Öğleden sonra kasabanın yıllara meydan okuyan istasyonunda indiği
buharlı tren belki de türünün son örneğiydi. O da, diğer çocukluk anıları gibi, bir
süre sonra kaybolacaktı. Tren fazla oyalanmadı. Başka yolcu inmemişti, binen de
yoktu. Hemen hareket etti. Arkasından baktı. İlerideki dönemeçte ağaçların
arasından uzaklaşıyordu. Kısa bir süre sonra gözden kayboldu. Elindeki valizle
bir süre dikilip kaldı peronda. Havada sadece bir duman vardı rüzgârla savrulan.

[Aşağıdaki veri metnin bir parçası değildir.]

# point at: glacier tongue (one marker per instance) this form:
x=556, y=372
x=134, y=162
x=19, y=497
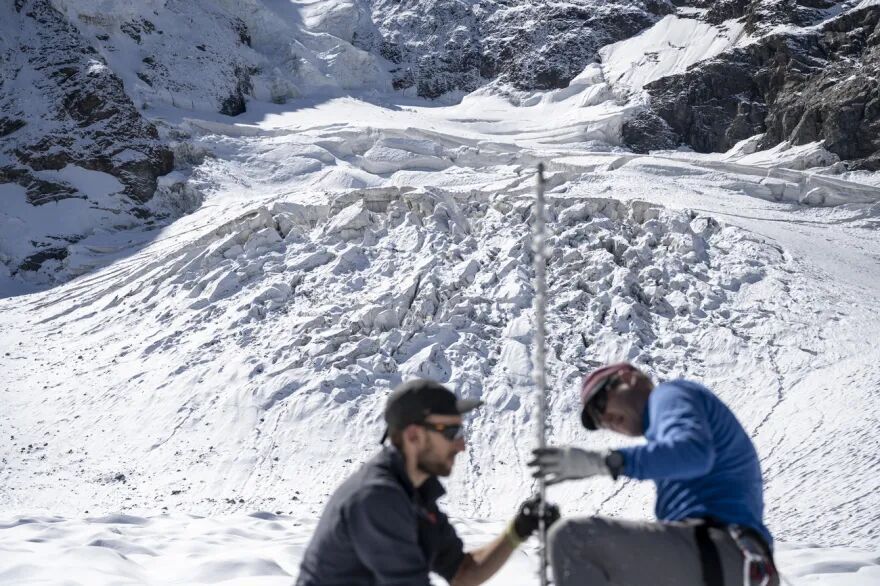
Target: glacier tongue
x=239, y=358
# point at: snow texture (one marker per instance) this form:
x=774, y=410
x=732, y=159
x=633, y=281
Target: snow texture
x=238, y=359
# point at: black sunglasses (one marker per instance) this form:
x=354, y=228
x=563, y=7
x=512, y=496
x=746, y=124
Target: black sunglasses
x=591, y=416
x=451, y=431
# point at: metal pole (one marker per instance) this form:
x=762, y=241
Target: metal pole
x=540, y=260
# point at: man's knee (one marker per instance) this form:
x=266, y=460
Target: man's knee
x=574, y=533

Döndü, istasyon binasına baktı. Fazla değişmemişti. Bir kaç kez tamir gördüğü
belli oluyordu. Yer yer kabaran badananın altından görünen eski, soluk,
yıpranmış renkler bunu doğruluyordu. Az oynamamıştı, babasının “raylara
düşer, yaralanırsın” uyarılarına inat, istasyon binasında, dikilip durduğu
peronda. Ama kim dinler! Trenci Ahmet amcanın oğluyla okuldan çıktıktan sonra
istasyon çevresinde kan ter içinde koşturup eve yorgunluktan perişan bir halde
döndüğü eski günleri hatırladı. Hatta bir keresinde rayların arasında oynarken
yağdan simsiyah olmuş taşların üzerine düşerek dizlerini kanatmış, evde
annesinden okkalı bir azar işitip ağlamıştı. Tren yoluna baktı yeniden. Siyah
taşların arasından boynunu uzatmış bir gelincik hafifçe sallanıyordu.
Döndü, yüzünde hüzünlü bir gülümseme ile mermer eşiği aşınmış
kapıdan istasyon binasına girdi. Yüksek tavanda lambalar yanmasına karşın
içerisi tam aydınlık değildi. Gün ışığı ters yönden geliyordu. Hatırladı, binanın içi
her zaman loş olurdu. Bir iki adım attı, tavana baktı. Karşı köşedeki kırlangıç
yuvasını fark etti. Sanki giderken de vardı aynı yuva. Kırlangıçlar aynı değildi
belki, ama yuva oradaydı. Buna emindi. Biraz büyük göründü gözüne yuva.
Herhalde yavru sayısı artmış, dar gelmişti.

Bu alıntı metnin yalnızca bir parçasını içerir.